En política todo es posible, no todo es conveniente
Por Dr. Raúl Arellano
Opinión
La política o la economía resultan un acto- reflejo de una relación causa-efecto casi sistémica donde la mayor o menor incidencia de cada una refleja un estilo de gobierno, léase, se politiza un modelo económico o se economiza un modelo político .Todos los mercados no son mas que un conjunto de expectativas.

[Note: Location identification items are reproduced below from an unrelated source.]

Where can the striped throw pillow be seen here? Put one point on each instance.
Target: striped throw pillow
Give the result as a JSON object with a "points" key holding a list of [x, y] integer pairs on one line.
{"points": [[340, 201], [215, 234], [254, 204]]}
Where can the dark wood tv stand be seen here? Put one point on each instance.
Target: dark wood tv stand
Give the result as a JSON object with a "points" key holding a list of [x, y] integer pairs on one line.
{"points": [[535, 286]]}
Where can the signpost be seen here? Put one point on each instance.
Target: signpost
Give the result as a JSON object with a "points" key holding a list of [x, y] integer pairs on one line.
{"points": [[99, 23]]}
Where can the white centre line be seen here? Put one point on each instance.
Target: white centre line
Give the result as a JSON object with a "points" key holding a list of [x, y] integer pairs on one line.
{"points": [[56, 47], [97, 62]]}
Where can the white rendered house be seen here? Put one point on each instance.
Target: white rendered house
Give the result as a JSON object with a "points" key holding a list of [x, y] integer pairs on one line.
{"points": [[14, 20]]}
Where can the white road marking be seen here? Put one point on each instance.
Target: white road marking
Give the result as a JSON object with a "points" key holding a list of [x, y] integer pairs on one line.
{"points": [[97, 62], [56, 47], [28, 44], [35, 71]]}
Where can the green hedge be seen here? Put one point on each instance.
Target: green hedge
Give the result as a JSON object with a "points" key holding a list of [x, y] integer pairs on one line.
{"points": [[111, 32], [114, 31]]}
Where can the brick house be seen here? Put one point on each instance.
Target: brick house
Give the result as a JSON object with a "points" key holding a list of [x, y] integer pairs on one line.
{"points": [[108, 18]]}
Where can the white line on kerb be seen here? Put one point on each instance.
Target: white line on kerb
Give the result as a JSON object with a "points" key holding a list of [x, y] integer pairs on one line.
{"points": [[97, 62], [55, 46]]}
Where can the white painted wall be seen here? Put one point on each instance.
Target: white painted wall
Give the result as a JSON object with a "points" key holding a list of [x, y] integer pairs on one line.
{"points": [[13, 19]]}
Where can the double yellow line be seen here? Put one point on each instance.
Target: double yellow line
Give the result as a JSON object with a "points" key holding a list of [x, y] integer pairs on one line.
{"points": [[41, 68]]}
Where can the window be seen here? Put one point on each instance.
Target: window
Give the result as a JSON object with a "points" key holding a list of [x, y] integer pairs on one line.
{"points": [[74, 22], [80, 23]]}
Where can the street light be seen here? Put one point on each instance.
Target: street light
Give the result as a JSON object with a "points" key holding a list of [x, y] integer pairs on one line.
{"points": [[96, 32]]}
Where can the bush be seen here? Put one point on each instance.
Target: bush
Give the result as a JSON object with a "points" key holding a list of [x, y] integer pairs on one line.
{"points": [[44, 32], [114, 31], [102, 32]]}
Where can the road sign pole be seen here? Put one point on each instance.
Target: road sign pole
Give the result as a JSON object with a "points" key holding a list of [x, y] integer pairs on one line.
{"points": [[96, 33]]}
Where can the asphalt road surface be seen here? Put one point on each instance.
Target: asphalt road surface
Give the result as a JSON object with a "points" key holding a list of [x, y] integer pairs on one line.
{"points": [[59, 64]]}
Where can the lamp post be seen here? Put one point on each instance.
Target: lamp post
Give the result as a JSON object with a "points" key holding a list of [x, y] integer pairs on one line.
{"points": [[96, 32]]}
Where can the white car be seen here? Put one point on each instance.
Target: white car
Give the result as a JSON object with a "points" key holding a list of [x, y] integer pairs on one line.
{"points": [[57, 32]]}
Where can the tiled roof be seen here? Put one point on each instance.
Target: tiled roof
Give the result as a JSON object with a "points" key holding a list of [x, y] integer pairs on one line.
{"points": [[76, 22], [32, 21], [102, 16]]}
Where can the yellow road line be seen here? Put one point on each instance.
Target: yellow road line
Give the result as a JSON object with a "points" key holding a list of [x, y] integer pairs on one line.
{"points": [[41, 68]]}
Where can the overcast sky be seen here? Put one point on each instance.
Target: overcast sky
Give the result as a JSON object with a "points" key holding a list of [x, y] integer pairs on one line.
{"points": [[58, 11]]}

Una posición ortodoxa culminaría en un armonioso mix; entre economía y política; para evitar perfiles extremos, heterodoxos y poco convenientes.
En países emergentes como Argentina con una economía primaria privilegiada, históricamente la política se ha ocupado de tener una incidencia asimétrica y peligrosa en la economía; generando una suerte de efectos no deseados que en algún momento es necesario blanquear, ordenar y transparentar; para devolverle su propia naturaleza.
En economía no se puede tapar el sol con una mano como no se pueden violentar leyes económicas con decisiones políticas poco sustentables, urgentes y sin evaluar las consecuencias.
Es bueno recordar que se puede ignorar la realidad, lo que no se puede es evitar las consecuencias de haber ignorado dicha realidad y esto no es gratis.
El grado de participación de la política en situaciones excepcionales como puede ser un año electoral, resulta una receta recurrente donde la necesidad y la urgencia resultan la razón de la sin razón de muchas decisiones en esa alocada carrera de juntar fatigados votos unidos por el espanto.
Quizás por una razón cultural da la sensación que de cara a alguna elección; vale todo, donde la ortodoxia del mensaje para seducir al mercado electoral no cuenta, no importa y donde los códigos y procedimientos éticos brillan por su ausencia.
La fórmula parece ser juntos y revueltos y los abrazos de oso entre dirigentes no son la excepción sino la norma; costumbres argentinas entre lo payasesco y lo trágico.
Nos hemos acostumbrado al escándalo por eso esta práctica no resulta escandalosas y ya no sorprende a nadie.
Me pregunto y pregunto ¿cuál es el límite? ¿Por qué llegar a una situación compleja e insostenible? ¿Por qué devaluar la confianza con trasnochados acuerdos? Porque una cuota de poder sin códigos y sin reglas claras es lo mas parecido a una anarquía colectiva basada en el temor y no en el respeto.
Juntos y revueltos
Históricamente y conforme a algunas doctrinas toda sociedad, asociación o acuerdo necesita irremediablemente del “afecto societatis” es decir de una voluntad manifiesta de cada una de las partes de estar juntos en función de un objetivo.
Las motivaciones pueden ser de distinta naturaleza, ideológicas, éticas, culturales, religiosas, filosóficas y hasta metodológicas, pero nunca el horror o el espanto resulta un buen maridaje para nada ni para nadie y mucho menos para crear un proyecto político.
La realidad política dice otra cosa, muestra otra cosa o forma parte de las excepciones a la regla.
La Biblia y el calefón conviven alegremente en este gran espacio que es la política y donde algunos políticos con tal de seguir estando no hacen otra cosa que bastardear y desvirtuar el real espíritu de la política pero con mayúscula, de la política como contrato moral, de la política como factor de cambio y de expectativas.
Volver a hacer posible aquel viejo dogma donde la política era el arte de lo posible donde los elegidos para hacer política resultaban ciudadanos privilegiados que podían acreditar sus dones y resistir un archivo, lejos de toda impunidad y sospecha.
El mundo está inmerso en una profunda crisis no solamente económica sino política y moral, donde los dirigentes sociales no están a la altura de las circunstancias y donde la inseguridad y la pobreza tienen nombre y apellido.
No hay pobres de izquierda o derecha, no hay victimas de izquierda o de derecha, simplemente hay pobres y hay victimas
Los chinos dicen que estar en crisis es un privilegio, en nuestra cultura política occidental estar en crisis es estar en problemas, no estaría mal mirar hacia Oriente.
La vieja política no resuelve los nuevos problemas de la sociedad, a veces porque no quiere y otras porque no puede o porque no sabe.
La política es demasiado importante para que esté en manos de políticos únicamente; todo proyecto posible necesita de una participación activa del ciudadano de a pie, del profesional, del empresario, para evitar una nueva frustración.
Entre todos debiéramos hacer que ser valiente no salga tan caro, que ser cobarde no valga la pena.
Porque sino aprendemos de la historia corremos el riesgo de repetirla, pero sino somos capaces de crear un futuro corremos el riesgo de padecerlo y esto es mucho peor.